If during a tour of northwest Oregon you happen to venture east of Portland, you’ll likely take in sights in and around the town of Hood River, which offers everything from orchards and wineries to breathtaking views to the swift and steady winds that attract expert sailboarders and kiteboarders to the Columbia River Gorge.
For a least one lucky homeowner-to-be in Hood River, spectacular views – in this case, Mt. Hood to the south and Mt. Adams to the north – will be one of the first-rate amenities of a house being built on a plateau above the town. Another amenity will be the quality of construction going into the structure, which is being built to Passivhaus standards by Portland-based designer and builder Root Design-Build.
As Root Design-Build points out on its website, the house is on a busy street and so has been separated into two buildings – a shop and garage, just off the road, which acts as a buffer for the main house, which is set back about 70 feet from the street.
Root says that the separation of the two buildings allowed the design team to focus more intently on the materials that would be used in the main building and on strategies for maximizing solar gain. The designers bisected the house’s rectangular layout with an entry foyer and staircase, then split the rectangle in the east-west direction and shifted the two pieces 10 feet, creating porch/balcony “pockets” at both ends of the building.
Hence Root’s name for the home: Shift House.

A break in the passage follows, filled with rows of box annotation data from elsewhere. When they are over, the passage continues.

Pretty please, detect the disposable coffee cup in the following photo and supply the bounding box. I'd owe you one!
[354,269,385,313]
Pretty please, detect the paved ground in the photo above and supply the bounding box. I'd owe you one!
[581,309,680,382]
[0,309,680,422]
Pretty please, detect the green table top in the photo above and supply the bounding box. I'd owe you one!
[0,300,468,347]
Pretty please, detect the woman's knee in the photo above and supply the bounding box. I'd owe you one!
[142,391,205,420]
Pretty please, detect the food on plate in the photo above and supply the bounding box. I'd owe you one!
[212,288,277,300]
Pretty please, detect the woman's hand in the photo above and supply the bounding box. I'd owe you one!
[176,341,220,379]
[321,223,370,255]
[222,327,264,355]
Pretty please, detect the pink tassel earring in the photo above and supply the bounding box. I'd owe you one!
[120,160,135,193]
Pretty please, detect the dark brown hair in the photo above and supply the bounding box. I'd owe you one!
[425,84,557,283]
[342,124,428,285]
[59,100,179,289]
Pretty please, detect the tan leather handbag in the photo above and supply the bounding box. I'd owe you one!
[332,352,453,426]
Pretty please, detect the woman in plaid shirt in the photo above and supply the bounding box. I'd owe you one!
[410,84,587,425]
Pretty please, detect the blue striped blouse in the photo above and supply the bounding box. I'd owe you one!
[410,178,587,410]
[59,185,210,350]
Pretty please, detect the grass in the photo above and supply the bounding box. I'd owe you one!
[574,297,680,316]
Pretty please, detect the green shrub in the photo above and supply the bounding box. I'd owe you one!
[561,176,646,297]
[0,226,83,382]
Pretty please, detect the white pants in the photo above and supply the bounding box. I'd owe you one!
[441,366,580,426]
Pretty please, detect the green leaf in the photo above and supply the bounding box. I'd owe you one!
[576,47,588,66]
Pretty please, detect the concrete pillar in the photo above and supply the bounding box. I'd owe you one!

The main house, which is scheduled for completion in early 2010, is being built to include R-42 walls, an R-60 roof, triple-pane windows, well-sealed construction joints, and a heat recovery ventilator to help meet its Passivhaus requirements.
A Root co-owner, Milos Jovanovic, told Sustainable Industries magazine that SIPs will be used on the exterior walls but in a nonstructural capacity, since they will be attached to standard framing. Jovanovic’s team calculates that energy demand in the 2,200-sq.-ft. house will be so low that an 8 kW solar power system should be enough to bring its operational performance to net zero energy.
What’s more, he says, construction costs should be only about 10% higher than they would be for a conventional home of the same size, since Shift House will not require a central HVAC system.